Getting back to why it takes so long, here’s the deal. At most clinics and hospitals in Japan you cannot make an appointment. Yes, that’s correct. Let me repeat that again for maximum effect. You cannot make an appointment. My initial reaction: what the fuck or perhaps more politically correct, WTF?! Is it because of the Japanese view that they don’t want to be rude and they’d feel bad if some people managed to secure a booking before someone else? I’m not sure, but what I do know, is that even in this system where you just turn up, it’s still the same thing where the super early birds (I’m talking one to two hours before!) stake their claim for the doctor’s time and get seen to first.

Now while I’m at it (complaining I mean), I may as well start in on the whole approach to contraception. Condoms are basically it. For someone who is allergic to latex (I finally realised that stinging after sex was not normal!) and who hates using them for that very reason, unless you’re in a monogamous relationship, they’re the only option. Yes, I have yet to see the range of condoms that I’m familiar with in Australia where I can choose from ribbed, thin, coloured, flavoured, glow-in-the-dark and of course, the silicone option for those who suffer from latex issues. Sigh.
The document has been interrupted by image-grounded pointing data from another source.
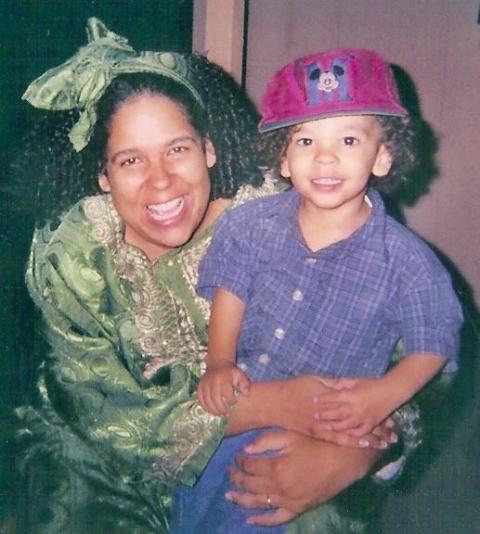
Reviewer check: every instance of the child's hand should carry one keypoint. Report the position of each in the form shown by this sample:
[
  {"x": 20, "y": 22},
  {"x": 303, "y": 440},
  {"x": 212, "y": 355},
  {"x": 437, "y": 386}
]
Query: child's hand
[
  {"x": 216, "y": 390},
  {"x": 356, "y": 406}
]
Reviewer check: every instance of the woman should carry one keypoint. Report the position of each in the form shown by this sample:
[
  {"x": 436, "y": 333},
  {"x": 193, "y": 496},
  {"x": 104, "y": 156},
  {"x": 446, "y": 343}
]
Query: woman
[{"x": 114, "y": 421}]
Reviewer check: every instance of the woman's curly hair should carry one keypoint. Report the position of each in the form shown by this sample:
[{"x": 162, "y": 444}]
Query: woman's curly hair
[
  {"x": 50, "y": 176},
  {"x": 399, "y": 135}
]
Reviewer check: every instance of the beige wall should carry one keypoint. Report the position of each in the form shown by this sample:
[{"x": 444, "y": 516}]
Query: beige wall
[{"x": 437, "y": 42}]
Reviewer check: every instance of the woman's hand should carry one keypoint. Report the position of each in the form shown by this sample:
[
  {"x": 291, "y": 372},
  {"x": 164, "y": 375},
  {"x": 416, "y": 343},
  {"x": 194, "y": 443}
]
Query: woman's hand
[
  {"x": 304, "y": 474},
  {"x": 292, "y": 405}
]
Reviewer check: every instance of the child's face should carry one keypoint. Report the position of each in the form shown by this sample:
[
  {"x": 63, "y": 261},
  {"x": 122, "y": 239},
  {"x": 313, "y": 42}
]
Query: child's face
[{"x": 329, "y": 161}]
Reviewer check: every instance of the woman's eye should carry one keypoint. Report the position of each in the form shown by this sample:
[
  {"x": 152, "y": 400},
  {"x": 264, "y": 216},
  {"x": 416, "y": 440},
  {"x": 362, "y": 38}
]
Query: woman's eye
[
  {"x": 178, "y": 150},
  {"x": 130, "y": 161},
  {"x": 350, "y": 141}
]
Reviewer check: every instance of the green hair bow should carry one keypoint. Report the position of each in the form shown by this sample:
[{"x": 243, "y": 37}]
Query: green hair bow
[{"x": 80, "y": 82}]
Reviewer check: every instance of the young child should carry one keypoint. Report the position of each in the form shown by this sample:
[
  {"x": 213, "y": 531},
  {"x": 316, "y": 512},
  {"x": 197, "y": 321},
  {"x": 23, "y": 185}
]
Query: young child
[{"x": 319, "y": 279}]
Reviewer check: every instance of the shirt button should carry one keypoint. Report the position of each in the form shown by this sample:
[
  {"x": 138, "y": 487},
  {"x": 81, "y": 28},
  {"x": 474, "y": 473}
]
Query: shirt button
[
  {"x": 297, "y": 295},
  {"x": 264, "y": 358},
  {"x": 279, "y": 333}
]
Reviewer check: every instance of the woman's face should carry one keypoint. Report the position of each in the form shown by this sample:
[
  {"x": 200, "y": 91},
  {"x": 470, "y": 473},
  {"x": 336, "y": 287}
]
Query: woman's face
[{"x": 157, "y": 173}]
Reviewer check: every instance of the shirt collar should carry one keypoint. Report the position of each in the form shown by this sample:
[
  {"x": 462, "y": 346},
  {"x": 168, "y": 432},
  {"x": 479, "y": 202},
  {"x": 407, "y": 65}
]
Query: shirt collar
[{"x": 370, "y": 236}]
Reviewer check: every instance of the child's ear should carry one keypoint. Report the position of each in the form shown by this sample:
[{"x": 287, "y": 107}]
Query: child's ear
[
  {"x": 285, "y": 168},
  {"x": 104, "y": 182},
  {"x": 383, "y": 162}
]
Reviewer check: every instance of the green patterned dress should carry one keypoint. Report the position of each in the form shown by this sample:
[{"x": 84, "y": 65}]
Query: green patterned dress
[{"x": 115, "y": 421}]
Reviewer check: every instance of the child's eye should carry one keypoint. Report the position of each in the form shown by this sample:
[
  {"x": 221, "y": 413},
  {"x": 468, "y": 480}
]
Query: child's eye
[
  {"x": 130, "y": 161},
  {"x": 350, "y": 141},
  {"x": 178, "y": 150},
  {"x": 304, "y": 141}
]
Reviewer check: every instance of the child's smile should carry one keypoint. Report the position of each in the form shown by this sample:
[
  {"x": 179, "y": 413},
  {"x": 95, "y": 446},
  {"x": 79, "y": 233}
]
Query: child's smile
[{"x": 329, "y": 161}]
You can of course forgo them altogether, but again, unless you’re in a monogamous relationship, you then have the more major issues of pregnancy and diseases to contend with. Double sigh.

So, the Pill.

11 years ago when I first came to Japan and lived in Tokyo, I had to bring a supply of my tablets along with a letter from my doctor. I was lucky enough to find an English doctor (I don’t mean just English speaking, I mean a doctor from England) who was able to provide me with the same pill when my stash ran out. Even then though, it was rare to find and even more difficult to obtain in many cases. As he’d reached behind him to find a pack and then pushed it across the desk to me, I felt almost as though I was in some sort of illegal drug trade. I wanted to say, “You got the stuff I asked for?”

Fast forward to now and although it’s a lot easier to get, the whole process is still a pain in the butt. Hence why I’m writing this (typing this) in the doctor’s clinic as we speak.

It’s interesting to hear from some of my married friends that even in marriage, condoms are still used when they’re not trying for children. What a pain. My friends are equally interested to hear about the Pill and how it works. Many of them have been fed the information that it causes you to gain weight and one friend even said you become hairy. WTF?! I don’t know anyone in Australia who ever gained weight, but I do know that it can be one such side effect. For someone who has spent their entire life not wanting kids, I figure that it’s a small price to pay because pregnancy has the same effect but with a heap of other life-long ones too! I’m willing to take that risk.

My conclusion is that it’s misinformation that is spread by male chauvinist pigs who not only want to, but consider it their right to control women and their bodies. Fuck them I say. Women have the right to choose. I may be wrong of course. Remember to all my haters, yes, you, Pokemon people… this is just my opinion. You’re entitled to yours too.

Anyway, this rant is already long enough and I know I’ve been ranting about a number of things lately… some of which have gotten me into trouble. Oh well. Besides which, my number has just been called. I only waited an hour and a half. Not too bad… this time.